"It'll be doomsday when there is no more toilet paper on the shelves and our only food is lentils. Until then I choose not to eat lentil everything!" And in a low mutter he added; "Besides gluten free is not real bread". This conversation ensued after my enthusiastic baking of (what only I thought was) delicious Red Bread. Admittedly, my husband has a very healthy diet compared to most and is a very tolerant food critic. But when he doesn't like it I can forget making it a regular feature on the menu. My children and celiac mom-in-law however loved my moist Red Bread. As far as gluten-free breads go, I'm with FarmerBuckaroo, it usually doesn't taste like real wheat bread! But this yummy bread really impressed me. It has a fluffy consistency and will redeem the reputation of gluten free baking. Three days down the line it doesn't taste like gnawing on a sponge. Rather the flavour has intensified and it is as moist as the day it was baked!

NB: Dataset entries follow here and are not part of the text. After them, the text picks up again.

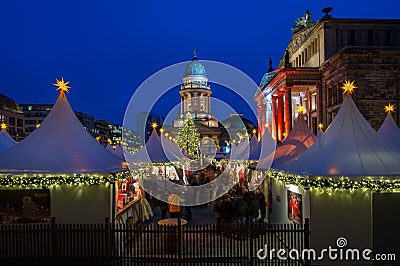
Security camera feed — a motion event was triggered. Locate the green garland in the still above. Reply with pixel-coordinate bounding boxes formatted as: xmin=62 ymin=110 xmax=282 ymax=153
xmin=266 ymin=171 xmax=400 ymax=191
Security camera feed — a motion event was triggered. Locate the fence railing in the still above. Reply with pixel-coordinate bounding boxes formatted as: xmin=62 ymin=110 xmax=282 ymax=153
xmin=0 ymin=219 xmax=309 ymax=265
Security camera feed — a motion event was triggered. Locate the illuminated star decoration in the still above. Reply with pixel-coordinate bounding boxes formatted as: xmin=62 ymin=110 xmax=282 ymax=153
xmin=53 ymin=78 xmax=71 ymax=92
xmin=296 ymin=105 xmax=306 ymax=114
xmin=342 ymin=80 xmax=357 ymax=94
xmin=385 ymin=103 xmax=396 ymax=114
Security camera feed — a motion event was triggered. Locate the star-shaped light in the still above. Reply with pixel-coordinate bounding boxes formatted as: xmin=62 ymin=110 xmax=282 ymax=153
xmin=385 ymin=103 xmax=396 ymax=114
xmin=53 ymin=78 xmax=71 ymax=92
xmin=296 ymin=105 xmax=306 ymax=114
xmin=342 ymin=80 xmax=357 ymax=94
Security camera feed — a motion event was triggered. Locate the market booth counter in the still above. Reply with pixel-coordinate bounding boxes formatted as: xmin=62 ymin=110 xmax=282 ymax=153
xmin=158 ymin=218 xmax=187 ymax=255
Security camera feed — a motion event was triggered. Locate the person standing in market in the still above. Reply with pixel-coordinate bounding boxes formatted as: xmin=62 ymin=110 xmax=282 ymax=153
xmin=168 ymin=191 xmax=181 ymax=218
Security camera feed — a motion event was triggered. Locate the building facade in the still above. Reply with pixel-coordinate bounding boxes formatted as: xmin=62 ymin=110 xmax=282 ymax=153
xmin=0 ymin=93 xmax=25 ymax=142
xmin=255 ymin=11 xmax=400 ymax=142
xmin=173 ymin=51 xmax=218 ymax=128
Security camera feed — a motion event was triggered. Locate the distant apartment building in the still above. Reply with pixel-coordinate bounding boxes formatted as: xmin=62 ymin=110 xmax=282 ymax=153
xmin=108 ymin=124 xmax=122 ymax=148
xmin=0 ymin=93 xmax=25 ymax=142
xmin=94 ymin=120 xmax=110 ymax=147
xmin=255 ymin=11 xmax=400 ymax=142
xmin=20 ymin=104 xmax=53 ymax=136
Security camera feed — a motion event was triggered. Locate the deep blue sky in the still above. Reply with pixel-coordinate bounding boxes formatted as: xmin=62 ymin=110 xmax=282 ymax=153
xmin=0 ymin=0 xmax=400 ymax=124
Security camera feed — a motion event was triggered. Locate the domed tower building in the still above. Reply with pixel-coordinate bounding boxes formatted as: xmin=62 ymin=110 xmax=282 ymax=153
xmin=174 ymin=50 xmax=218 ymax=128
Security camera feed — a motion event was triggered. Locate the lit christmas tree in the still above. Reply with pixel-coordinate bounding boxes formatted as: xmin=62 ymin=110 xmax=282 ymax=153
xmin=178 ymin=117 xmax=200 ymax=158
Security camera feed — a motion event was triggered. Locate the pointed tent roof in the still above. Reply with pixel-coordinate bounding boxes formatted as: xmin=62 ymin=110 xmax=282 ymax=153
xmin=317 ymin=128 xmax=324 ymax=138
xmin=378 ymin=112 xmax=400 ymax=149
xmin=0 ymin=130 xmax=17 ymax=152
xmin=282 ymin=95 xmax=400 ymax=176
xmin=106 ymin=143 xmax=125 ymax=160
xmin=0 ymin=91 xmax=123 ymax=174
xmin=129 ymin=129 xmax=179 ymax=163
xmin=260 ymin=115 xmax=317 ymax=169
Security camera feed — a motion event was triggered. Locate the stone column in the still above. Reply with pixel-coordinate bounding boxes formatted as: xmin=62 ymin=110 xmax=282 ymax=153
xmin=278 ymin=92 xmax=285 ymax=142
xmin=285 ymin=87 xmax=292 ymax=136
xmin=271 ymin=96 xmax=278 ymax=141
xmin=257 ymin=99 xmax=267 ymax=139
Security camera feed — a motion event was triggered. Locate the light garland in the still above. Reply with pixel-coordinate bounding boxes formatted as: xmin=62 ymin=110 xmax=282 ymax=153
xmin=266 ymin=170 xmax=400 ymax=191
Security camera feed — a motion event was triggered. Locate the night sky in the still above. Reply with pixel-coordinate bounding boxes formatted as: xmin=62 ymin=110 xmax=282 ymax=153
xmin=0 ymin=0 xmax=400 ymax=124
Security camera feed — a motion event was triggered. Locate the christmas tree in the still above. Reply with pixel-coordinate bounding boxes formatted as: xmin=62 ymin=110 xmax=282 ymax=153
xmin=178 ymin=117 xmax=200 ymax=158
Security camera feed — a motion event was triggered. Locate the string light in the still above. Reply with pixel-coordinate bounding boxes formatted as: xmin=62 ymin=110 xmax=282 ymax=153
xmin=385 ymin=103 xmax=396 ymax=114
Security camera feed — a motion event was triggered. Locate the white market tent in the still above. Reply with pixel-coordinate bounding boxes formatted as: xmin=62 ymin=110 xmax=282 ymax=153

As far as gluten free flours go - I'm not a fan. The starchy and refined grains dry out by the following day. But the idea of red lentils that are so high in protein being a light and fluffy bread seems absolutely absurd. Until you try this recipe.
RED LENTIL BREAD:
360g red lentils
200g goats milk yoghurt
50ml olive oil
4 eggs
1 teaspoon salt
1/2 teaspoon black pepper
1/2 teaspoon cumin powder
1/2 cup chopped fresh herbs
1/2 cup chopped feta
1 teaspoon sodium bicarbonate
1 teaspoon baking powder
Make sure to soak your lentils overnight and rinse well in the morning! Then pop them - dry - in your food processor and blend thoroughly.
Remove about 2/3 of the soft red dough. To the remaining 1/3 lentils add the spices, olive oil, yoghurt and eggs. Blend well.
Any fresh herbs in the Red Bread is wonderful. I chose a mix of fresh oregano, thyme and parsley. Plus a healthy dose of my freshly made goats milk feta, which was crumbled.
Tip the ingredients from the food processor back in with the remaining red lentils and stir gently. Add in the chopped feta and fresh chopped herbs, sodium bicarbonate and baking powder. Continuing to use a spatula gently mix the dough through. Don't overwork it!
Pour into a prepared bread pan - oiled and lined with parchment paper. Sprinkle mixed seeds and a dash of cayenne pepper. Then bake for 35 minutes at 180 C. Test that it has baked through then give it about 10 minutes to cool before removing the Red Bread and popping on a rack to cool.
The Red Lentil bread has such an incredible blend of flavours. A little fills hungry tummy's. It also freezes well - which may just be necessary if we are to await the demise of toilet rolls before this loaf is truly appreciated by certain members of the family!